Mockingbird at the Movies: Coraline

I saw Coraline this week and it was, in all honesty, one of the most […]

R-J Heijmen / 2.13.09

I saw Coraline this week and it was, in all honesty, one of the most creative and beautiful movies I have ever seen (watch the trailer below), a wonder of eye-popping claymation that is sure to become a classic, especially for those who enjoy their films with a side of mood-altering substances. I highly recommend it to everyone, except children. It is horrifying.

Even so, something about Coraline did not sit quite right, and when I saw a poster in the 68th street subway station (pictured at right), it finally hit me.

The plot centers around a young girl, Coraline, the unfortunate only child of two workaholics who make it painfully obvious that they have no time for her. Happily, Coraline discovers a door into an alternate world that is very much like her own, only better. In this world, the fantastic is commonplace and, more importantly, her parents love her.
Oh, and everyone has buttons for eyes.
As Coraline makes repeated visits to this parallel universe, she becomes increasingly tempted to stay, the only problem being that taking up permanent residence entails allowing her “other” mother to sew buttons on her eyes as well. Eventually it becomes clear that this mother is not, in fact, good, but actually some sort of demon who wishes to enslave Coraline’s soul.
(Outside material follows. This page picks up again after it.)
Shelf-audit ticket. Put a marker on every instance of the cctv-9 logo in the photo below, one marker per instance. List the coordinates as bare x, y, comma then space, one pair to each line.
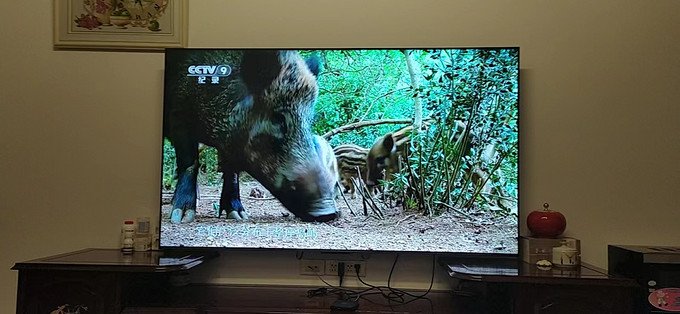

The thing that bothers me about Coraline is its message that happiness is an impossible dream, and that those who seek or partake in it are necessarily living in denial (lost their eyes), that they can’t “see” the truth – the ultimate hoplessness and meaninglessness of life. As the poster says, “be careful what you wish for”, the idea being that if something seems too good to be true, it almost certainly is.
Contrast this with the Christian idea that there really is a heaven, a place where every tear will be wiped from our eyes and that beauty, far from being some sort of diversion from reality, is actually a foretaste of what is to come. Writing about our (and Coraline’s) need for something more, St. Paul says, “we know that the whole creation groans and suffers the pains of childbirth together until now. And not only this, but also we ourselves, having the first fruits of the Spirit, even we ourselves groan within ourselves, waiting eagerly for our adoption as sons (and daughters), the redemption of our body.” For Coraline, the groaning for something more goes forever unfulfilled, the need for love forever unmet. Not so in Christianity.